Councillor Gill Gardiner, Wirral Council cabinet member for environment, said: "Only one pub out of those targeted asked the volunteer for proof of age.
"The final pub would have also allowed the teenager to buy cigarettes, except the coins were rejected by the machine.
“This meant the child volunteer was able to purchase cigarettes in a massive 80% of the pubs tested.
"This is a giant leap compared to a similar operation carried out in June, 2009, when only 46% of pubs sold cigarettes to the underaged.”
Source: Wirral Globe - 21st October 2010
Link: http://bit.ly/aVsgwd -
Woman, 77, dies in house fire after falling asleep with a lit cigarette
An elderly woman has died in a house fire after falling asleep while smoking.
June Batey, 77, died in hospital, shortly after firefighters had been called to her home in Tenterden Close, Bransholme, and found her lying apparently lifeless on the sofa.
Source: This is Hull and East Riding - 22 October 2010
Link: http://bit.ly/buTtrc -
Scotland: Car smoking ban may be next health crackdown
A consultation on a ban on smoking in cars and incentives for shops not to sell cigarettes are among the measures recommended to tackle tobacco use in Scotland in future.
The report, put together by ASH Scotland and Cancer Research UK, includes 33 recommendations to cut smoking rates and protect people from second-hand smoke.
Other measures suggested include plain packaging for tobacco, a 5 per cent increase in tax on products each year and using tobacco industry profits to pay for efforts to cut smoking.
Source: The Scotsman - 20 October 2010
Link: http://bit.ly/91B3NR -
USA: Tobacco fire deaths drop to second-lowest since 1980 on safer cigarettes
The number of U.S. deaths from fires caused by lit tobacco products fell to the second-lowest since 1980 as more states mandated that cigarettes have safety protection, and fewer people smoked, a safety group said.

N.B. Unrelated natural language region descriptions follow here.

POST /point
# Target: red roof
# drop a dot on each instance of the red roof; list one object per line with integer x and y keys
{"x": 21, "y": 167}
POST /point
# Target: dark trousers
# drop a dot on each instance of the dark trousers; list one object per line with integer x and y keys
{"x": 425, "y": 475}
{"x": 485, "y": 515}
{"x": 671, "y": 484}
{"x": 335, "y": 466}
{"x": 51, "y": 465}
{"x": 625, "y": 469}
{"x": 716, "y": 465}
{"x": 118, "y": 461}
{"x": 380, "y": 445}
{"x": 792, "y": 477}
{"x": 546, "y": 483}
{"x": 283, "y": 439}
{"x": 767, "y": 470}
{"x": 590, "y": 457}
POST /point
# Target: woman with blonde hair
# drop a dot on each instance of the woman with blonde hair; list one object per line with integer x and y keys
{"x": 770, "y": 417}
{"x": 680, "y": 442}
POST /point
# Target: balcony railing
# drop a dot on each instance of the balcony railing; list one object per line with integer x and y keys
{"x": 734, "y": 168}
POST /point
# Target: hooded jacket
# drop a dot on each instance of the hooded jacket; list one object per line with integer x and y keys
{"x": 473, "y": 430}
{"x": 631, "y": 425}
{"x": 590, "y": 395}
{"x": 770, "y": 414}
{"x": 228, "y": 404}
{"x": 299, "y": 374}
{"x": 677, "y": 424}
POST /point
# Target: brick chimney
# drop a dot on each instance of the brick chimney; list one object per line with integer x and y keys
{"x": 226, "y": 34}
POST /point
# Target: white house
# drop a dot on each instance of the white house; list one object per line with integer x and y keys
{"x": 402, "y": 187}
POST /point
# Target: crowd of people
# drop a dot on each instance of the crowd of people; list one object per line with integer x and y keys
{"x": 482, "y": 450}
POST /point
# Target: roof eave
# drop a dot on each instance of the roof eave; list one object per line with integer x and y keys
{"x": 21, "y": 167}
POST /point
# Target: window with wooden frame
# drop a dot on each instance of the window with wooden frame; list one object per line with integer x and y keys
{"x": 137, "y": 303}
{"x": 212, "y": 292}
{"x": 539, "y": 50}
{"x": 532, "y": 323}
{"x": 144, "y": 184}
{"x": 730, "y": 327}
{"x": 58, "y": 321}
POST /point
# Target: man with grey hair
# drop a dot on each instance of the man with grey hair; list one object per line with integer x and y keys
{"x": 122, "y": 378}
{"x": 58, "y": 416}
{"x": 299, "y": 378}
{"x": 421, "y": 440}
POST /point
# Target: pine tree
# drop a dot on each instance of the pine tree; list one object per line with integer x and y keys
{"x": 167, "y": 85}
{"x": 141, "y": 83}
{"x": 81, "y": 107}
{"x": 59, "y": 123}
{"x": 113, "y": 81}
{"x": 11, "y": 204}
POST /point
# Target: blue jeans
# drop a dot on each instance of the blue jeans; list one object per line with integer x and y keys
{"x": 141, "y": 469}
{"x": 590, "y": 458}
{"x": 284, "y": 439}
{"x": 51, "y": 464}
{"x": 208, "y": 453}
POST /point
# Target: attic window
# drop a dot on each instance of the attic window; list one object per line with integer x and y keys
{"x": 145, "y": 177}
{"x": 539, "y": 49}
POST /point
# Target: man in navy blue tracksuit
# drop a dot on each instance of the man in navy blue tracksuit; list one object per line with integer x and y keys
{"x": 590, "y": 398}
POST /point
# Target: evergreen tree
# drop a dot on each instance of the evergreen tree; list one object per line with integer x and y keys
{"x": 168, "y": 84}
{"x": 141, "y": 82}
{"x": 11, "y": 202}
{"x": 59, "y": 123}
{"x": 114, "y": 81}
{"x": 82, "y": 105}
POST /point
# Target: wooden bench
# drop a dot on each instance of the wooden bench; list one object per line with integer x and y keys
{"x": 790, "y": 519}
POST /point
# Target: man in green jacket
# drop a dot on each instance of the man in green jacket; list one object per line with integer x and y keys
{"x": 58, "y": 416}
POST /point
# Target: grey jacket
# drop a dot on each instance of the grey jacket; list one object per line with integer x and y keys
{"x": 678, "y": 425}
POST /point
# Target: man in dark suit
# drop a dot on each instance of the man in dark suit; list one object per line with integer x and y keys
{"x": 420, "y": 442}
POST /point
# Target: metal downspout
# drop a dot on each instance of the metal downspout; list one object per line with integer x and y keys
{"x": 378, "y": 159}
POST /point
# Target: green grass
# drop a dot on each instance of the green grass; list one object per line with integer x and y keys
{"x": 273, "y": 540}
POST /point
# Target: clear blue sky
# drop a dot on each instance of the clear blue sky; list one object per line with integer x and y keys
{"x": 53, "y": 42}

Fires caused by smoking killed 680 U.S. people in 2008, compared with 720 in 2007, according to a statement today from the National Fire Protection Association. The figures exclude firefighter fatalities. The blazes caused 1,520 injuries and $737 billion in property damage in 2008, the group said. The low was 640 deaths in 2002.
Fires from smoking products have declined 66 percent since 1980.
Source: Bloomberg - 21 October 2010
Link: http://bit.ly/bTUXsE -
Video: Spain smoking law to be enforced
Spain’s parliamentary commission has passed a bill extending the current smoking ban in public place. The bill is expected to become a law on January 2, 2011.
The law prohibits smoking in enclosed public places but also in playgrounds, hospital grounds and school/college grounds. The current law that was introduced in the country in 2006 restricts smoking in the work place.